Giro87
Movimento
Un'occasione chiamata terrore
Noam Chomsky: «Ciò
che stiamo vivendo oggi, nella seconda fase della
guerra al terrorismo, non ha nulla a che fare
col terrorismo. L'11 settembre fornisce agli Usa
condizioni ideali per la repressione, interna
ed esterna»
a cura di Patricia Lombroso,
Il Manifesto 29 marzo 2002
«Ciò che stiamo
vivendo oggi, nella seconda fase della guerra
al terrorismo degli Stati uniti, non ha nulla
a che vedere con la lotta al terrorismo. Non esiste
più neppure ciò che poteva apparire
come "il pretesto" della prima fase.
L'attacco dell'11 settembre ha fornito agli Stati
uniti in primis e ai paesi democratici del resto
del mondo la cosiddetta window of opportunity,
ovvero il momento propizio per porre in atto tutta
una serie di misure legislative repressive, secondo
una pianificazione già stabilita in precedenza.

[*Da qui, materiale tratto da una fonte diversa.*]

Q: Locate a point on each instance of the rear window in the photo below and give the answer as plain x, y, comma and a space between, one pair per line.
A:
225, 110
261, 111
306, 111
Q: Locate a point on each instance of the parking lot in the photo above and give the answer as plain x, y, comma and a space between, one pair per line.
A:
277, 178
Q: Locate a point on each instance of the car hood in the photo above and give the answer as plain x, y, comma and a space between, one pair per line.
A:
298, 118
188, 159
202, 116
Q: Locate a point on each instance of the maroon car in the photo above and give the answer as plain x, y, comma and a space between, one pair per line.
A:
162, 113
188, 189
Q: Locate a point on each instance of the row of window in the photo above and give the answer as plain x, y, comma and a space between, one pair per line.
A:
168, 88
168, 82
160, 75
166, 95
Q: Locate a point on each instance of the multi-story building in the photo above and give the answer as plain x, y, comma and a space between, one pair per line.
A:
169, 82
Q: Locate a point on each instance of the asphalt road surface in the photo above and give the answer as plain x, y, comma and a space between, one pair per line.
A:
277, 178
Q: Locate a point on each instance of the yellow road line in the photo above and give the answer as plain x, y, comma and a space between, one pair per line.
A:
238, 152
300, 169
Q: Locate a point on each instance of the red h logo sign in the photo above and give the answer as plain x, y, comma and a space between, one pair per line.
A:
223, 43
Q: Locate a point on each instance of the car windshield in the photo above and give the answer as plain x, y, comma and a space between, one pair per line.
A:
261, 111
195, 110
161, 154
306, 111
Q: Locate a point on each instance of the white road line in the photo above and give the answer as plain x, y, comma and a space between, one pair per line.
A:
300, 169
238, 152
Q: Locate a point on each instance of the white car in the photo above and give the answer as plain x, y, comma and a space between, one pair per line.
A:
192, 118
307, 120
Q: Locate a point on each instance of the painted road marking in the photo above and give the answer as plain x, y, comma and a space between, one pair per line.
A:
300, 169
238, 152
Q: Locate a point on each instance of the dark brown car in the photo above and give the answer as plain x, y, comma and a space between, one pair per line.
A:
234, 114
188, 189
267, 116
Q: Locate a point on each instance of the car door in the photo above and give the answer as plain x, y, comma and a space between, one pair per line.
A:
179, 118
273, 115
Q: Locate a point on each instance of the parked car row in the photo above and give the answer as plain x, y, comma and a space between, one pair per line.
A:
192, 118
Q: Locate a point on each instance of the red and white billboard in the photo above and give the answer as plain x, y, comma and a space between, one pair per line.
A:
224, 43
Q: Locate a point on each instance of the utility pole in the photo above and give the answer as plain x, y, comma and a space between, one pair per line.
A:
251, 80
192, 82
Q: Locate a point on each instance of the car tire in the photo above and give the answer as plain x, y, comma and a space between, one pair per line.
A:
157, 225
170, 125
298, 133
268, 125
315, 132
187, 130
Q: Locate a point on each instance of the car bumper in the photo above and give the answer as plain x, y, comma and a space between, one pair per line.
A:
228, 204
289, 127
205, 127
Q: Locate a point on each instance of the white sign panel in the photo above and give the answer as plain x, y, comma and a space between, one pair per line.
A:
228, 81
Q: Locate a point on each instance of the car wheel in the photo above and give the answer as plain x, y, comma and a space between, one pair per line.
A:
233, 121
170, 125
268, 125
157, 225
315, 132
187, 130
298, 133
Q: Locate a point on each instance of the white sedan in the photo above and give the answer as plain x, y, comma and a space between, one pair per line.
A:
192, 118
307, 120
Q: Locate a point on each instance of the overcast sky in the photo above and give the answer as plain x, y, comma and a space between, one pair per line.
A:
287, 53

Una manipolazione che crea sensazione di paura,
preoccupazione per la propria sicurezza. Non è
casuale la mano libera di Israele a commettere
atrocità folli nei territori occupati;
la Russia sta commettendo atrocità in Cecenia;
la Turchia continua con la repressione nei confronti
dei kurdi». E' così che inizia l'intervista
de il manifesto con Noam Chomsky, appena tornato
dalla Turchia. L'«infamous» Chomsky,
l'americano «contro» per eccellenza.
Bush il Giovane, per la «fase
due» della cosiddetta guerra al terrorismo,
ha già pianificato la guerra all'Iraq,
all'Iran e ai paesi definiti come l'asse del male,
con l'impiego di miniatomiche. Perché ora?
Questa strategia è un aspetto
diverso della prima fase di «Guerra duratura».
Sta avvenendo qualcosa le cui motivazioni ed i
cui fini sono totalmente differenti da quanto
media e classe politica vogliono che sia compreso
nella sua interezza dalla popolazione americana,
che vive invece in uno stato di supina accettazione.
Come?
Innanzi tutto, gli «speechwriters»
di Bush si sono inventati questa parola, l'«asse»
fra Iraq e Iran, quando i due paesi sono in guerra
fra loro da vent'anni. La Corea del Nord è
stata aggiunta alla lista dei nemici da colpire,
cosicché il mondo islamico non possa trarre
la conclusione che la guerra degli Stati uniti
venga condotta contro l'Islam. Nel mirino di Bush
l'attacco all'Iraq sarà reale, ma per ragioni
che nulla hanno a che vedere con quanto ci viene
detto. A Bush è stato insegnato a memorizzare
le parole: il diabolico Saddam è in possesso
di armi di distruzione di massa contro la propria
popolazione. E' vero, ma Bush il Vecchio era presidente
in quel periodo. Lui stesso ha approvato e fornito
aiuti a quello che era considerato il miglior
«alleato per la democrazia». Ora l'ultima
cosa che gli strateghi di Washington desiderano
è che l'attenzione della popolazione venga
riposta alla vera guerra del terrore che, a livello
domestico, è stata posta in atto dal governo
americano. Che la conduce con ferocia contro la
sua stessa popolazione, giorno dopo giorno: con
i tagli fiscali ai ricchi e l'eliminazione delle
garanzie istituzionali dell'assetto sociale-sanitario
di Medicaid e Medicare. Lo scandalo Enron fa emergere
soltanto quanto fa comodo all'establishment, perché
il vero scandalo consiste nel fatto che legalmente,
cioè per mezzo delle istituzioni, il governo
americano ha defraudato milioni e milioni di dollari
a membri della sua stessa popolazione. Questo
è avvenuto con l'approvazione di Bush e
Cheney. L'attenzione dell'opinione pubblica va
diretta verso una guerra in Iraq o altrove, purché
non venga prestata attenzione a quanto è
rimasto del sistema di garanzie dei diritti sociali
e civili negli Stati uniti.
Bush ha dichiarato pubblicamente
che la cattura di Osama bin Laden è irrilevante.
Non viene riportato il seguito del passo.